ジャパン・ティッシュ・エンジニアリング 【7774・グロース市場】

再生医療のパイオニア、自家培養表皮など提供
24年3月期黒字化、26年3月期売上高50億円へ

ジャパン・ティッシュ・エンジニアリングは、日本の再生医療のパイオニアだ。患者自身の細胞を採取して培養する「自家培養」の手法を用いた再生医療等製品の製造販売をいち早く確立したことを強みとし、重症のやけどの治療に使う自家培養表皮など4品目の再生医療製品を上市(発売)している。近年は研究開発に注力しており、2022年3月期は赤字の見込みだが、現中期経営計画期間中に新たに4品目の承認を見込む。24年3月期の黒字化、26年3月期の売上高50億円達成を目指している。
ジャパン・ティッシュ・エンジニアリング-畠 賢一郎

畠 賢一郎(はた けんいちろう)

社長

1964年8月生まれ、愛知県出身。91年広島大学歯学部卒業。95年名古屋大学大学院医学研究科博士課程修了。2004年ジャパン・ティッシュ・エンジニアリング入社、研究開発部長に就任。取締役、常務取締役などを経て17年、代表取締役社長、19年代表取締役会長に就任。20年代表取締役社長に就任(現任)。

再生医療の産業化目指し設立
国内第1号「ジェイス」開発

ジャパン・ティッシュ・エンジニアリングは、「再生医療をあたりまえの医療に」をビジョンとする。再生医療は、病気やけがで機能しなくなった細胞や臓器を新しいものに置き換える治療法であり、1999年に小渕政権で進められた技術革新支援策「ミレニアムプロジェクト」をきっかけに注目を集めた分野だ。

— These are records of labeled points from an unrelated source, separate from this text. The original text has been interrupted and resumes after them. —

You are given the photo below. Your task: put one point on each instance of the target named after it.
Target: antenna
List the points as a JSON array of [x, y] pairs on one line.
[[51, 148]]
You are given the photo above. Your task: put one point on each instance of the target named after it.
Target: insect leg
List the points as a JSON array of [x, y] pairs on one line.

自分の細胞を培養した組織を移植する場合、免疫拒絶を受けない、感染症の心配がないなどのメリットがある。この「自家培養」の技術を広く社会に役立てようと、同社は再生医療の産業化を目指して設立された。

同社は、国内の再生医療等製品の承認第1号と第2号を世に送り出したパイオニアだ。2007年に承認された自家培養表皮「ジェイス」は、人間の体の約30%以上をやけどした「重症熱傷」を適応対象とする。重症熱傷の患者が病院に運び込まれると、病院から同社に連絡が入り、専用のキットを使って患者の皮膚の一部が同社の工場(愛知県蒲郡市)に運ばれる。工場では約3週間かけて皮膚を培養し、安全管理を徹底した輸送システムで病院に届ける仕組みだ。

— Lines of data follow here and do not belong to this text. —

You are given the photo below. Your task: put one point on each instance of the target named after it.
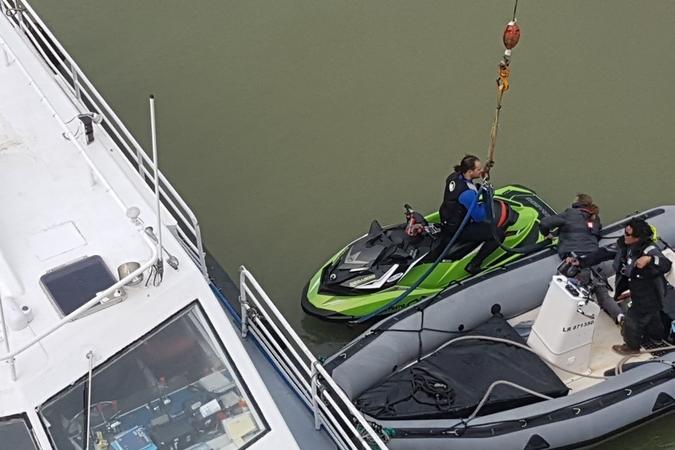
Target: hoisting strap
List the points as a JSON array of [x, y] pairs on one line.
[[502, 86]]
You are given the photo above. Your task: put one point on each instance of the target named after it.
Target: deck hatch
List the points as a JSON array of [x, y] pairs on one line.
[[72, 285], [15, 434]]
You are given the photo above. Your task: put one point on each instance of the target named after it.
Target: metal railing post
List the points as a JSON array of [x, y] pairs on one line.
[[76, 83], [12, 367], [315, 406], [243, 301], [90, 357]]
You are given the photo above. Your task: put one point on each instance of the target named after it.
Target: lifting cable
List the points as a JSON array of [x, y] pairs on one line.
[[510, 38]]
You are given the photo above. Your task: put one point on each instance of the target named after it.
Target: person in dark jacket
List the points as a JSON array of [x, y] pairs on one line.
[[640, 266], [459, 194], [578, 227], [579, 230]]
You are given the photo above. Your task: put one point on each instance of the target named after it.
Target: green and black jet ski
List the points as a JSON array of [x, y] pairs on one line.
[[377, 268]]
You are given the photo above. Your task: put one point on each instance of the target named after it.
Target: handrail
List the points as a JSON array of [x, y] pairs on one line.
[[87, 99], [11, 355], [330, 405]]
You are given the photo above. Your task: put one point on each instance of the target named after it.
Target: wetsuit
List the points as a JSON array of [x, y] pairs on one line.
[[458, 196], [578, 234], [647, 290]]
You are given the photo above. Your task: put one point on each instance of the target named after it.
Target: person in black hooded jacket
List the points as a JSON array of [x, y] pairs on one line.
[[640, 266], [578, 227]]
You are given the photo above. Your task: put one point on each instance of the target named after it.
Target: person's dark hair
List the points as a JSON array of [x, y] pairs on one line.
[[587, 202], [641, 228], [467, 163]]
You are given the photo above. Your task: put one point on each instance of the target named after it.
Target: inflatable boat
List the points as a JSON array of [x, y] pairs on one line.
[[515, 359]]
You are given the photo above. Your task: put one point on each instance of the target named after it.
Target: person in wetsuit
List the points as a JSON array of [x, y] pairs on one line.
[[460, 192], [579, 230]]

「重篤なやけどの患者さんに対応できる病院は全国に約100カ所あり、そのほぼすべての病院の先生方にジェイスを知っていただいています。培養細胞は生きているので、皮膚の場合、56時間以内という使用期限があります。当社は培養組織を確実に届けるための仕組みを自社開発しており、輸送のミスが極めて少なく提供しています」(畠賢一郎社長)

国内第2号の自家培養軟骨「ジャック」(12年承認)は、スポーツでの負傷に多い膝関節の外傷性軟骨欠損症などに適応されている。また20年には眼科領域で国内初の角膜上皮「ネピック」、21年には同じく眼科領域の「オキュラル」が承認され事業を拡大している。